Lo que quizá quepa hacer, entonces, es promover el cambio de la pregunta. Mudarla de “en qué me cambia la vida” a “cómo podría cambiarme la cabeza”. Porque la ley de medios audiovisuales, como debe repetirse sin cansancio y como toda ley, al fin y al cabo, es nada menos pero nada más que una herramienta. El punto es que para tenerla en las manos se debió haber llegado, primero, a un enfrentamiento con los gigantes mediáticos. Y con uno en particular (por los motivos que fuesen, incluyendo desde revanchismos personales hasta el formidable trabajo militante de los imprescindibles que durante años, literalmente, pujaron por construir un escenario mediático novedoso, valiente, provocador).
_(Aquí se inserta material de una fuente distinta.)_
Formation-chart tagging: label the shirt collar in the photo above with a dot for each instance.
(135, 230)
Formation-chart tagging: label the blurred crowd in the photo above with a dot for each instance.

Eso marca un antes y un después en las revelaciones públicas acerca de los manejos e intereses del intocado poder de la “gran prensa”. Como lo señaló con precisión notable el diputado Carlos Raimundi, que no es oficialista, en el comienzo de su intervención parlamentaria, a partir de este proyecto –y, antes, desde la caída del contrato entre la AFA y Clarín– empezaron a circular al aire libre conceptos tales como concentración, monopolio, fijación de estados de ánimo gracias a campañas “periodísticas”, negociados de los medios, empresas desconocidas, testaferros. ¿Acaso no sirvió ni sirve para nada todo eso? ¿Acaso tantos despreocupados y tanto tilingaje no tomaron nota de que estaban viviendo en un tupper, y acaso mucho receloso del proyecto oficial no ratificó que además debe desconfiar de los medios de comunicación que consume, y acaso eso no abre una perspectiva de debate en la que deban contar las operaciones de prensa? ¿No despierta eso que la lucha por la conciencia popular, si es que no por la razón, sea un poco más pareja?

Este último concepto, también acaso, puede parecer soberbio. Pero pensemos si no es más soberbio suponer que el pueblo puede usufructuar razonamiento examinador, si no cuenta con instrumentos informativos. Para el caso, todos los debates y propuestas habidos acerca de la necesidad de derogar la ley mediática de la dictadura, y su reemplazo por una que fugue hacia adelante, tuvieron sede en ámbitos reducidos o ampliados pero jamás transmitidos ni publicados por los grandes medios. Jamás. Fueron congresos, mesas redondas, declaraciones institucionales, proposiciones cajoneadas en el Congreso, charlas en carreras de comunicación, señalamientos gremiales, foros varios. Valiosos. Los medios no tomaron nota. Fueron impermeables. Nunca permitieron que esa discusión transitara por sus vías. Pues bien: no se habrá dado de la manera más prolija y pasa que tiene contornos de conflicto ensuciado, pero resulta que se reveló como la única forma de llamar la atención. De disputar terreno. Y, encima, con un formato de ley ante el que los multimedios se quedaron sin más argumentos que la denuncia política sin sustentación específica. Más una derecha patética a la que sólo le queda discutir aspectos reglamentarios.

¿Me cambia en algo la vida todo esto? No. Pero seguro que me va a cambiar menos que menos si no apunto que el Poder no pasa únicamente por el Gobierno.